Von 1993 bis 2017 war er Kassier. Ihm wurde immer eine sehr gute Kassenführung bescheinigt. Er bewältigte alles was anfiel, z.B. SEPA, die Bankdatenumstellung mit Hilfe von Arthur Loritz, meisterte alle neuen Herausforderungen. Erledigte alle Bankgeschäfte und besonders die Ersparnisse lagen ihm am Herzen, achtete streng über die Einnahmen und Ausgaben, Übungsleiter und Übungsleiterinnen erhielten pünktlich ihr Geld. Er ist und war immer sehr hilfsbereit. Hat oder hatte man Fragen kommt die Antwort immer prompt. Stand eine Veranstaltung an, zog er seine Listen hervor, wusste was gebraucht wurde, kaufte ein und war dann auch in der Küche aktiv am Herd, Grill oder als Hausmeister in der Halle, wo er auch die Technik bediente und dafür sorgte, dass die Halle wieder sauber war. Er war der „Kämmerer“ des Vereins.

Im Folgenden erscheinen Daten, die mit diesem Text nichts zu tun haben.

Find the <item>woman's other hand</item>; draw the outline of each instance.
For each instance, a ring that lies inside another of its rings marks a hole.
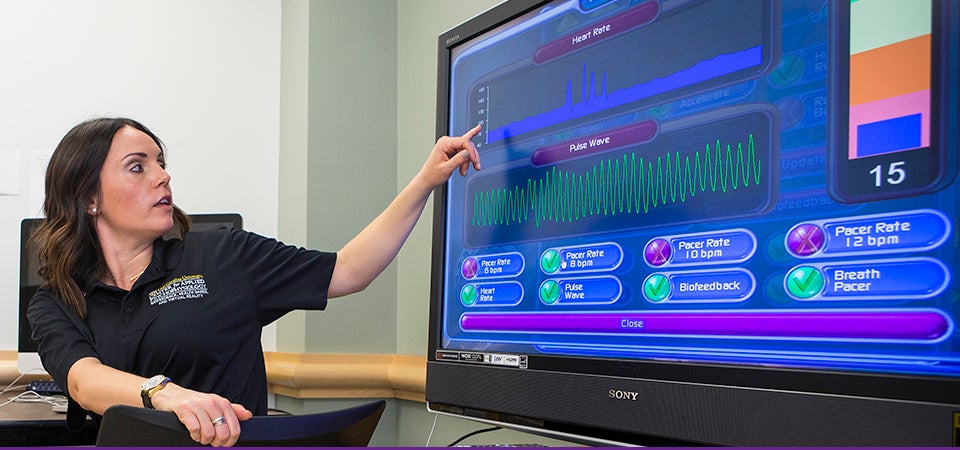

Besonders gern steht er am Grill, bei Sonnwendfeiern, wo er auch eine öffentliche Probe des Musikvereins organisierte, bei Garagenfesten oder hilft einzelnen Gruppen, die sich in oder vor der Garage treffen. Er war dabei beim Bau der mittlerweile abgerissenen Hätte der Leichtathleten und beim Bau der Garage, die ihm besonders am Herzen liegt. Hier sorgt er für Ordnung, mit Hilfe seiner Anneliese, besorgt Einkäufe, kümmert sich um die Instandhaltung. Letzte sichtbare Aktion was das Streichen der Garagentore und die Reparatur des herabgefallenen Oberschrankes. Ist es in der Garage für die Vorstandsitzung zu kalt, dann findet sie halt bei Karl-Heinz statt. Er ist ein sehr hilfsbereiter, zuverlässiger Mensch und besonders viele schöne Erinnerungen gibt es von den Ski- und Wanderfreizeiten in Schöllang. Was wurde da gelacht. Das Tanzbein ordentlich geschwungen, Karl-Heinz der mit seiner Mandoline und mit Gesang, zusammen mit Stefan Ehe an der Gitarre und Edgar Staudt am Keyboard den Saal zum Kochen brachte. Zum Glück war das Gasthaus ganz in der Hand der Germanen. Er war bei vielen Wanderungen dabei und spielt heute noch am Sonntag Boule. Von 2017 bis 2021 war Karl-Heinz als Geschäftsführer tätig und nun als Beirat. Wir sind sicher, er bleibt der „Kämmerer“ des Vereins. Es gäbe noch so viel zu berichten über unser Ehrenmitglied, aber es würde zu lang. Am Ende seiner Laudatio überreichte Arthur Loritz zuerst Anneliese Schrödel einen Blumenstrauß als Dankeschön weil sie immer an der Seite ihres Mannes für den Verein tätig war. Dann erhielt Karl-Heinz seine Ernennung zum Ehrenmitglied in Form einer Urkunde und eines Präsents. Arthur hatte noch eine Fotoshow vorbereitet über die Bandbreite des Schaffens von Karl-Heinz, die sehr viel Spaß machte und schöne Erinnerungen hervorrief.